If superior is not a true comparative, then, it won't work in exactly the same way as other comparatives with respect to the kind of modification it accepts. Because it's midway between absolute and comparative, we find both patterns in use, depending on how people think of it: I've heard both X is very superior and X is very much superior. Hence, you will find Federer is so superior... alongside so much superior.
I would thus expect to hear all kinds of mixes in the way these words are used with postmodifying constructions. Like my correspondent, I've heard such sentences as X is so superior to the rest of the field and X is very superior to the rest of the field. And there are signs of a construction with than emerging. It's not one which is grammatical in my idiolect, but you'll find on Google such constructions as the proposal is far superior than the current system and suchlike. I wouldn't be surprised to see this becoming standard one day.

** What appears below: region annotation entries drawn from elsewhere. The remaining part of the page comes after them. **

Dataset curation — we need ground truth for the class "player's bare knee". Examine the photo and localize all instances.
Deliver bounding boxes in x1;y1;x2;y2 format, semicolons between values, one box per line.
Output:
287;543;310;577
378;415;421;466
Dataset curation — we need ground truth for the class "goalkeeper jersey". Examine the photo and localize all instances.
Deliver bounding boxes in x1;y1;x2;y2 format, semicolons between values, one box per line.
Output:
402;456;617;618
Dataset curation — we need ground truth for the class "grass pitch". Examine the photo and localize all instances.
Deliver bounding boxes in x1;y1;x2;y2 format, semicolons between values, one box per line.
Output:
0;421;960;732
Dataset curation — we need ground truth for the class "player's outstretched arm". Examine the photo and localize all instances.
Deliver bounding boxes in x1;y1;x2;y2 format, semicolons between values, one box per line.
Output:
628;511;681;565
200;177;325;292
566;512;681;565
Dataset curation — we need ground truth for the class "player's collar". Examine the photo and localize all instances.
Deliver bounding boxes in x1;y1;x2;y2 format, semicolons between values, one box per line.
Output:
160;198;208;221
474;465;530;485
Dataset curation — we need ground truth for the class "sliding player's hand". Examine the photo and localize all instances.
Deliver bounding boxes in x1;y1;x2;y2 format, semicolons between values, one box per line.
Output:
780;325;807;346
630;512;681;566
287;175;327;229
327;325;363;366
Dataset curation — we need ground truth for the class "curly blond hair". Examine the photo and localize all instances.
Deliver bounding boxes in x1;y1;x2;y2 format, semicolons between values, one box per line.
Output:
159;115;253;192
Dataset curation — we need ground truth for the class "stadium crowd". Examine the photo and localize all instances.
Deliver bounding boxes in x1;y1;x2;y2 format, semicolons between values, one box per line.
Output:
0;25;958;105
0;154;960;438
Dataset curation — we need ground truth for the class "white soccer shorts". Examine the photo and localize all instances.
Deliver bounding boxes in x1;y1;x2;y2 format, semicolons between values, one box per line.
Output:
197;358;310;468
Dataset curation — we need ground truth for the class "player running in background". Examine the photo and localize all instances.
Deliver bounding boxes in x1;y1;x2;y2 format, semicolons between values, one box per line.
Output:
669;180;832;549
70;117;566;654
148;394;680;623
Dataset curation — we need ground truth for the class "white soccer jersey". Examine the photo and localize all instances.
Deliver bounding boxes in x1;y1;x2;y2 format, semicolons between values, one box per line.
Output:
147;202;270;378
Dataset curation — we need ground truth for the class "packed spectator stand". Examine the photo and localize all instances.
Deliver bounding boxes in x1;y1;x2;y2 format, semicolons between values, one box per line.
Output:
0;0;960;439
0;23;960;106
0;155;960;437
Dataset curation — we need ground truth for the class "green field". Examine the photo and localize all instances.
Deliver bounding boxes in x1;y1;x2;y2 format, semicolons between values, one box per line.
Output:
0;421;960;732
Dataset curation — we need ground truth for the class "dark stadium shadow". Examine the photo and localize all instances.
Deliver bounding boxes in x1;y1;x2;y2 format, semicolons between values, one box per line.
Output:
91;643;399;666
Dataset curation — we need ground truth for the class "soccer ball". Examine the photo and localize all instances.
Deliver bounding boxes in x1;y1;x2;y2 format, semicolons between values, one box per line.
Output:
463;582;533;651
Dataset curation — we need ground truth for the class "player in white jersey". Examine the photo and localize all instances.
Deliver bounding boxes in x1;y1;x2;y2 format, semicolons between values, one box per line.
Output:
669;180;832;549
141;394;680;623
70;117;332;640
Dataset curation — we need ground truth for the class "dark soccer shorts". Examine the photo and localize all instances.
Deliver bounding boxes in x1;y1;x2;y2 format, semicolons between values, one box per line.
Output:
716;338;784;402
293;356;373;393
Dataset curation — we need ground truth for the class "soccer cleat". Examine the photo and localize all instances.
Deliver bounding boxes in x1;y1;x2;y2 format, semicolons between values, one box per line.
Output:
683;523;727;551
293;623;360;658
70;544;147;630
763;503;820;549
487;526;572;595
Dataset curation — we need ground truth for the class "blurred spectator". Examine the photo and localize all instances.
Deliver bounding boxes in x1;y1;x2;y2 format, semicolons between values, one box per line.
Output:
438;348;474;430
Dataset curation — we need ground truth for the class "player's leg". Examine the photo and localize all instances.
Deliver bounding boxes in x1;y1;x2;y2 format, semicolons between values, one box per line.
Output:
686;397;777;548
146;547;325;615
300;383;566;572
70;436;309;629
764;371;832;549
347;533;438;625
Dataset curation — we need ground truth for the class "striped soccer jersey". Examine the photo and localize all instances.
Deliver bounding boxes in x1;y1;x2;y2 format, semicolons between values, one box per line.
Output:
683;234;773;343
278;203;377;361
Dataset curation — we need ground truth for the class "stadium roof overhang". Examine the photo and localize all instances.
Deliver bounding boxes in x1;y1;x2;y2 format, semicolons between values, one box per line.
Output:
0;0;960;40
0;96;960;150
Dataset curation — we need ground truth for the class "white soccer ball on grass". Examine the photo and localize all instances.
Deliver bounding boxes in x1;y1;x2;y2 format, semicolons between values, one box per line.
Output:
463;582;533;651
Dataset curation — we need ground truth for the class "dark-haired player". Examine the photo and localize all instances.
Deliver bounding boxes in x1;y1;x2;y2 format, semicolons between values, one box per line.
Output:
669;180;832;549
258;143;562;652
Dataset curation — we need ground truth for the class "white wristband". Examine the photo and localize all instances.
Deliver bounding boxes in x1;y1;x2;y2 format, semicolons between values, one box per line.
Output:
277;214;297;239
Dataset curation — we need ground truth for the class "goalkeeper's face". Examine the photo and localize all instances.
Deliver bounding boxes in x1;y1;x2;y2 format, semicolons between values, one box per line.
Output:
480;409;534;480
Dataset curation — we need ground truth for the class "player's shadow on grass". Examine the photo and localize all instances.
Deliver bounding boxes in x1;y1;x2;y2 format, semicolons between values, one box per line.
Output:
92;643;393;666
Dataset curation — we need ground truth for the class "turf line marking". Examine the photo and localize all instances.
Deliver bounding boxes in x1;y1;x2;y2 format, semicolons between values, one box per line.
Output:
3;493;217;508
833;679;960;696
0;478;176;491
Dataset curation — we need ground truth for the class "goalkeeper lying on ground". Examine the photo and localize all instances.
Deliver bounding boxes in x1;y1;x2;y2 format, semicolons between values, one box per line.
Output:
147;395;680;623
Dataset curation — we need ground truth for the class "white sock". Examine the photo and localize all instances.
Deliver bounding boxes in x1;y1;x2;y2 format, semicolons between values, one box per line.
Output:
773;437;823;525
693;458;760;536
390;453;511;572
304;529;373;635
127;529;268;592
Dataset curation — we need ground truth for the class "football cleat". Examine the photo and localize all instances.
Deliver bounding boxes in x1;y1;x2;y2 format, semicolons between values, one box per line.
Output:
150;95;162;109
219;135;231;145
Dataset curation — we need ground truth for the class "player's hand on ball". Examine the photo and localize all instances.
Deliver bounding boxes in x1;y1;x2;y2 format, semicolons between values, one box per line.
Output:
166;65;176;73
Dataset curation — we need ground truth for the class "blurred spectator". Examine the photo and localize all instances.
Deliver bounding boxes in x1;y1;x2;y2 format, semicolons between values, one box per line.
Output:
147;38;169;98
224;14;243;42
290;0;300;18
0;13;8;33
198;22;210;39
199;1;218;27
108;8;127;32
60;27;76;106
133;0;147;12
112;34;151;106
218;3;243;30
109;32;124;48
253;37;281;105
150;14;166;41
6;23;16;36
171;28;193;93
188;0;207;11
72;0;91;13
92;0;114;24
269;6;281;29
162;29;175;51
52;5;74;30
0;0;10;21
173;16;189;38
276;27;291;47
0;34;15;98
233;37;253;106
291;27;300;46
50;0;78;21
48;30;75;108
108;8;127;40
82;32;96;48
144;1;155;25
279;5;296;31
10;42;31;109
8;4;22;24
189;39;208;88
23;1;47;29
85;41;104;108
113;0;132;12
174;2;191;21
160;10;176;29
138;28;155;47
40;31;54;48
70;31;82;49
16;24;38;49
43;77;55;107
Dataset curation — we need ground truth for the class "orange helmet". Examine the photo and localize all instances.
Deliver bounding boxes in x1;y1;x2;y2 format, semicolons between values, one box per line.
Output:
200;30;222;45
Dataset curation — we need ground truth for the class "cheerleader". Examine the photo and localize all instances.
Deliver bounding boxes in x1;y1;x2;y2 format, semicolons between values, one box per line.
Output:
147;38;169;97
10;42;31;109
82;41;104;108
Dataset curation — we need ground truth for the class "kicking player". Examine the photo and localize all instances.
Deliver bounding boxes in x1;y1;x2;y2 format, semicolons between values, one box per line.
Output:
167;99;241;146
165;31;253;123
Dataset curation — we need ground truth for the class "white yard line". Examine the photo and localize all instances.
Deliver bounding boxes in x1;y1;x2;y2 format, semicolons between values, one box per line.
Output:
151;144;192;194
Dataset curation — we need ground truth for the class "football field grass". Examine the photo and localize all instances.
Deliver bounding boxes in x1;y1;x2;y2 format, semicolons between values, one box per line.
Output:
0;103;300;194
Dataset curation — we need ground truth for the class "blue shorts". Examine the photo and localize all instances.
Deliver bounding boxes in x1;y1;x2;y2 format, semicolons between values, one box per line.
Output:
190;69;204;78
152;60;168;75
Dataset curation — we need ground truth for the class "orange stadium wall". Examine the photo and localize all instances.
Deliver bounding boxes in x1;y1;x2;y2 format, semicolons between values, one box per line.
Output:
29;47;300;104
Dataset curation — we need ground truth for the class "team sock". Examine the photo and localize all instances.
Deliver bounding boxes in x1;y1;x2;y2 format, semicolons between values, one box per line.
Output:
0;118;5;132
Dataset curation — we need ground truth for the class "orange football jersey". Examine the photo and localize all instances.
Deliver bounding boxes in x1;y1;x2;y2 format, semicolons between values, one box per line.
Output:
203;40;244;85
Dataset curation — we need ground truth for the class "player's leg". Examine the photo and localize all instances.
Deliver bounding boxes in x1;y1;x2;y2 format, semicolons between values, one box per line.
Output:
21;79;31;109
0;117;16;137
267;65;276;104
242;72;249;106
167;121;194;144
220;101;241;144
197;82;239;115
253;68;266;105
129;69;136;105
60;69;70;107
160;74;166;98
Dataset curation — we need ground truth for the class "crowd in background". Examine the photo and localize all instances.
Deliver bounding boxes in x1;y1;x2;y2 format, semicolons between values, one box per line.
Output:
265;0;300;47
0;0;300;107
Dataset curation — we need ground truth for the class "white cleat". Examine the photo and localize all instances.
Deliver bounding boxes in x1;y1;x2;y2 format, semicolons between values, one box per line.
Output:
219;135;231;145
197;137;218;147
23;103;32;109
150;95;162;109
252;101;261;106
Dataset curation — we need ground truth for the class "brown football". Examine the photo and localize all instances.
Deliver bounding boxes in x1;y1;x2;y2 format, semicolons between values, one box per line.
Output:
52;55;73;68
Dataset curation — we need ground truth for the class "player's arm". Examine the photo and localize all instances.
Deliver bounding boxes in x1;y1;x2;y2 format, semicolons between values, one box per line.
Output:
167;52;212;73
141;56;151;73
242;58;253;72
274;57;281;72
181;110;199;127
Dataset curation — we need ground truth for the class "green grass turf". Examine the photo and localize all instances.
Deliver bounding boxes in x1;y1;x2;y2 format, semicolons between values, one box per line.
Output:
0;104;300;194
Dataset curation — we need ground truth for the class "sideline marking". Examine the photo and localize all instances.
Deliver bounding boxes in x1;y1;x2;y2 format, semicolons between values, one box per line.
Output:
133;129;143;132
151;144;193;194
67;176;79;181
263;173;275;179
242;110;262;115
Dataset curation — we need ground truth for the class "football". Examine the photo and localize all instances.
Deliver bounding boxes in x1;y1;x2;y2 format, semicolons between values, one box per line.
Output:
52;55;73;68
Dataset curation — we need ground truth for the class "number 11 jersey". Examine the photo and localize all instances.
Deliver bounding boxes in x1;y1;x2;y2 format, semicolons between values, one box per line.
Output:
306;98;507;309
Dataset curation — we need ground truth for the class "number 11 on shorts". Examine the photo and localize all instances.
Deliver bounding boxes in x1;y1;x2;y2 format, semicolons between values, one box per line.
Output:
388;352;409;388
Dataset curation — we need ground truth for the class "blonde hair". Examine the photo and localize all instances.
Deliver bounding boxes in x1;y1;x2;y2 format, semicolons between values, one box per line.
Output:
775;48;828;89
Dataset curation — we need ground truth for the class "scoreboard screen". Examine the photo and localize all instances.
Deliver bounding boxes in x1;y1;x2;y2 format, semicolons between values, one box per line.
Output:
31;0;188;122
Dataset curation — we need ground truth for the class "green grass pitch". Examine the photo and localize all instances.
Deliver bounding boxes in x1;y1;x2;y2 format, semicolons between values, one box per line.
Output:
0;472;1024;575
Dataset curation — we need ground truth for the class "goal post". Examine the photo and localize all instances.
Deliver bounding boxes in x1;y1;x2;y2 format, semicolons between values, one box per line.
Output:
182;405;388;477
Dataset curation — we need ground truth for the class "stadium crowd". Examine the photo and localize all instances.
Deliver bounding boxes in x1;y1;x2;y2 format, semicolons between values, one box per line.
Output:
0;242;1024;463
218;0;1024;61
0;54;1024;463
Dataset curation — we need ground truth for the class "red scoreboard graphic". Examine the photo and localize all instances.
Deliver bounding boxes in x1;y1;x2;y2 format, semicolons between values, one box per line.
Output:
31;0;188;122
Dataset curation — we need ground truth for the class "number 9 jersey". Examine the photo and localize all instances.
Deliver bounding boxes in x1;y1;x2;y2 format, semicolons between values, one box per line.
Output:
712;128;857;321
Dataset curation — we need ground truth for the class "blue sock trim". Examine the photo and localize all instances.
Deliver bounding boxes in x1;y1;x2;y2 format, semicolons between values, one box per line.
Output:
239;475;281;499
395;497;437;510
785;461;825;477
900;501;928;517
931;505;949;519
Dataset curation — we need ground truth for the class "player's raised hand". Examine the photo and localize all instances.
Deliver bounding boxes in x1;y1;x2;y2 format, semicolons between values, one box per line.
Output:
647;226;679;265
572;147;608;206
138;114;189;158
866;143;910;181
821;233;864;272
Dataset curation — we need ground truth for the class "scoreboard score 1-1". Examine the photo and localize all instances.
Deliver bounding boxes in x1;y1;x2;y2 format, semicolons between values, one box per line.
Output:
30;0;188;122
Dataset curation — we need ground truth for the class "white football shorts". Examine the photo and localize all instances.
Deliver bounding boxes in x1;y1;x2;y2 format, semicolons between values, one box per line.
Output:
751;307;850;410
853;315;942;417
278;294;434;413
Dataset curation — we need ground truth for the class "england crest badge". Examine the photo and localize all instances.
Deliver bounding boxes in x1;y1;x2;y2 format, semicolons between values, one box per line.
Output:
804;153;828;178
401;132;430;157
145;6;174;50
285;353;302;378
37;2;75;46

But all of this is in the melting pot, now that the use of so has altered. Today we hear it being used with nouns and noun phrases, with strong stress - That is so 1960s, That is so Marks & Spencers. People who do that are not going to think twice about He's so better than the rest of the field. The usage isn't especially recent - the OED has intensifying uses of so going back to 1913, mainly American - but it certainly has taken on a new lease of life in the UK in the last decade or so. Because the Latinate adjectives also have nominal function (e.g. X is a junior), we can therefore expect such usages as That is so junior. And this development will make people feel much more comfortable with examples like the Federer one.